P. Abry, Y. Malevergne, H. Wendt, M. Senneret, L. Jaffrès, B. Laustriat
Multifractal analysis has become a standard signal processing tool used successfully to model scale-invariant time dynamics in many different fields. This is notably the case in financial engineering where, after the valuable contributions of Mandelbrot, multifractal models have been used since the end of the 1990s to describe the time fluctuations of asset prices. However, the exact characteristics of the temporal dynamics that are actually encoded in the multifractal properties are usually only partially understood.

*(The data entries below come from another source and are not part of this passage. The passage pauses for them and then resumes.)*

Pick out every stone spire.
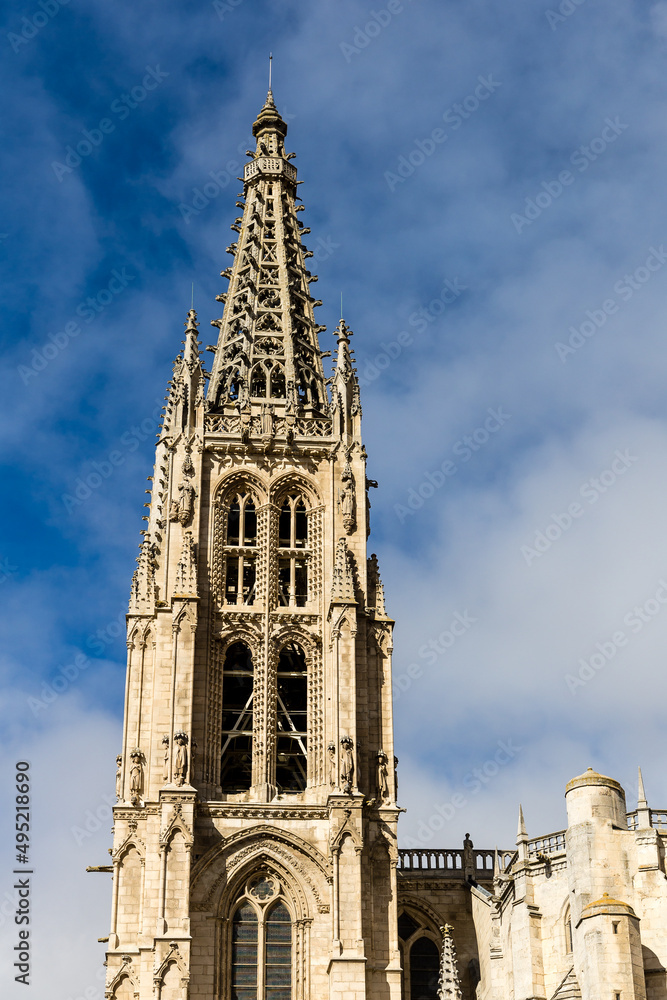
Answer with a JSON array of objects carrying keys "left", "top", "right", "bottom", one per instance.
[
  {"left": 438, "top": 924, "right": 462, "bottom": 1000},
  {"left": 208, "top": 91, "right": 329, "bottom": 419},
  {"left": 516, "top": 805, "right": 528, "bottom": 861},
  {"left": 331, "top": 317, "right": 361, "bottom": 445}
]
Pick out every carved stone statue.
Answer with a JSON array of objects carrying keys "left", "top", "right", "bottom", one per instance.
[
  {"left": 340, "top": 462, "right": 357, "bottom": 535},
  {"left": 340, "top": 736, "right": 354, "bottom": 795},
  {"left": 169, "top": 482, "right": 195, "bottom": 526},
  {"left": 377, "top": 750, "right": 389, "bottom": 802},
  {"left": 327, "top": 743, "right": 336, "bottom": 788},
  {"left": 463, "top": 833, "right": 475, "bottom": 882},
  {"left": 130, "top": 749, "right": 144, "bottom": 806},
  {"left": 174, "top": 732, "right": 188, "bottom": 785},
  {"left": 162, "top": 735, "right": 169, "bottom": 781},
  {"left": 116, "top": 753, "right": 123, "bottom": 802}
]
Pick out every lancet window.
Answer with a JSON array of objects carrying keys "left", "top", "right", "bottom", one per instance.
[
  {"left": 225, "top": 493, "right": 257, "bottom": 604},
  {"left": 250, "top": 358, "right": 286, "bottom": 399},
  {"left": 278, "top": 493, "right": 309, "bottom": 608},
  {"left": 220, "top": 642, "right": 254, "bottom": 792},
  {"left": 276, "top": 642, "right": 308, "bottom": 792},
  {"left": 231, "top": 873, "right": 293, "bottom": 1000}
]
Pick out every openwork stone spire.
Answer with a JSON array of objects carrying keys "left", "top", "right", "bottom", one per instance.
[
  {"left": 438, "top": 924, "right": 462, "bottom": 1000},
  {"left": 208, "top": 91, "right": 329, "bottom": 419}
]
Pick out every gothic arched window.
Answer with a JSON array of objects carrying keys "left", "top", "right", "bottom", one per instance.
[
  {"left": 220, "top": 642, "right": 254, "bottom": 792},
  {"left": 278, "top": 493, "right": 308, "bottom": 608},
  {"left": 398, "top": 910, "right": 440, "bottom": 1000},
  {"left": 276, "top": 642, "right": 308, "bottom": 792},
  {"left": 225, "top": 493, "right": 257, "bottom": 604},
  {"left": 231, "top": 873, "right": 293, "bottom": 1000}
]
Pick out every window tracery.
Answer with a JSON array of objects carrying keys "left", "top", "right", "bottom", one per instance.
[
  {"left": 220, "top": 642, "right": 254, "bottom": 793},
  {"left": 398, "top": 910, "right": 440, "bottom": 1000},
  {"left": 231, "top": 872, "right": 293, "bottom": 1000},
  {"left": 225, "top": 493, "right": 257, "bottom": 605},
  {"left": 276, "top": 642, "right": 308, "bottom": 792},
  {"left": 278, "top": 493, "right": 309, "bottom": 608}
]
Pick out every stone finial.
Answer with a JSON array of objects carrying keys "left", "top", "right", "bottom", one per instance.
[
  {"left": 516, "top": 804, "right": 528, "bottom": 861},
  {"left": 129, "top": 535, "right": 155, "bottom": 615},
  {"left": 438, "top": 924, "right": 463, "bottom": 1000}
]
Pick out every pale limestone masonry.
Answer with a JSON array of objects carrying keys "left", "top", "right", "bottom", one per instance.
[{"left": 98, "top": 93, "right": 667, "bottom": 1000}]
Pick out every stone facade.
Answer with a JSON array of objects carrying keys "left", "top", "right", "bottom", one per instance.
[{"left": 106, "top": 93, "right": 667, "bottom": 1000}]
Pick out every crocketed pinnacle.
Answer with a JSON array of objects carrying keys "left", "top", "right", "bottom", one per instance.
[
  {"left": 438, "top": 924, "right": 462, "bottom": 1000},
  {"left": 207, "top": 91, "right": 329, "bottom": 418},
  {"left": 331, "top": 538, "right": 356, "bottom": 604}
]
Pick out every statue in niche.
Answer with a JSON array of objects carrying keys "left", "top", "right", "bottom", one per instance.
[
  {"left": 463, "top": 833, "right": 475, "bottom": 882},
  {"left": 260, "top": 403, "right": 273, "bottom": 437},
  {"left": 162, "top": 735, "right": 169, "bottom": 781},
  {"left": 174, "top": 732, "right": 188, "bottom": 785},
  {"left": 169, "top": 482, "right": 195, "bottom": 527},
  {"left": 327, "top": 743, "right": 336, "bottom": 788},
  {"left": 340, "top": 461, "right": 357, "bottom": 535},
  {"left": 116, "top": 753, "right": 123, "bottom": 802},
  {"left": 190, "top": 740, "right": 197, "bottom": 784},
  {"left": 377, "top": 750, "right": 389, "bottom": 802},
  {"left": 183, "top": 451, "right": 195, "bottom": 476},
  {"left": 130, "top": 749, "right": 144, "bottom": 806},
  {"left": 340, "top": 736, "right": 354, "bottom": 795}
]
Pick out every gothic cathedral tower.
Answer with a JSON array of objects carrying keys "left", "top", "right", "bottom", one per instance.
[{"left": 106, "top": 92, "right": 400, "bottom": 1000}]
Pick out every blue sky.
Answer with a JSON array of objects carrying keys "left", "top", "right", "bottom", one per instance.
[{"left": 0, "top": 0, "right": 667, "bottom": 1000}]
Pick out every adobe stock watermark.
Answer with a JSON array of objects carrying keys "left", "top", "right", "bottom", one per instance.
[
  {"left": 211, "top": 0, "right": 245, "bottom": 21},
  {"left": 7, "top": 0, "right": 70, "bottom": 52},
  {"left": 360, "top": 282, "right": 468, "bottom": 388},
  {"left": 384, "top": 73, "right": 502, "bottom": 191},
  {"left": 521, "top": 448, "right": 639, "bottom": 566},
  {"left": 339, "top": 0, "right": 414, "bottom": 63},
  {"left": 26, "top": 608, "right": 127, "bottom": 717},
  {"left": 60, "top": 402, "right": 162, "bottom": 514},
  {"left": 51, "top": 64, "right": 169, "bottom": 184},
  {"left": 544, "top": 0, "right": 586, "bottom": 31},
  {"left": 510, "top": 116, "right": 628, "bottom": 233},
  {"left": 404, "top": 738, "right": 523, "bottom": 850},
  {"left": 394, "top": 406, "right": 512, "bottom": 524},
  {"left": 16, "top": 267, "right": 136, "bottom": 385},
  {"left": 554, "top": 243, "right": 667, "bottom": 364},
  {"left": 392, "top": 609, "right": 479, "bottom": 702},
  {"left": 565, "top": 578, "right": 667, "bottom": 695}
]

In finance, in particular, multifractality is associated with the clustering of large excursions of returns, but its relationship with trends (signs of returns) or volatility (modulus of returns) remains unclear.
Comparing the estimated multifractal properties of well-controlled synthetic multifractal processes to those of proxy data, obtained by applying random permutations (shuffling) either to the signs or to the modulus or to both, on the increments of the original data, provides a better understanding of which aspects of the time dynamics are captured by multifractality. The same procedure applied to a large dataset of asset prices composing the STOXX® Europe 600 index allows us to highlight a simple and robust relationship between multifractality and volatility, and a weaker and more complex relationship with returns.
This paper was published as part of EUSIPCO 2019, 27th European Signal Processing Conference.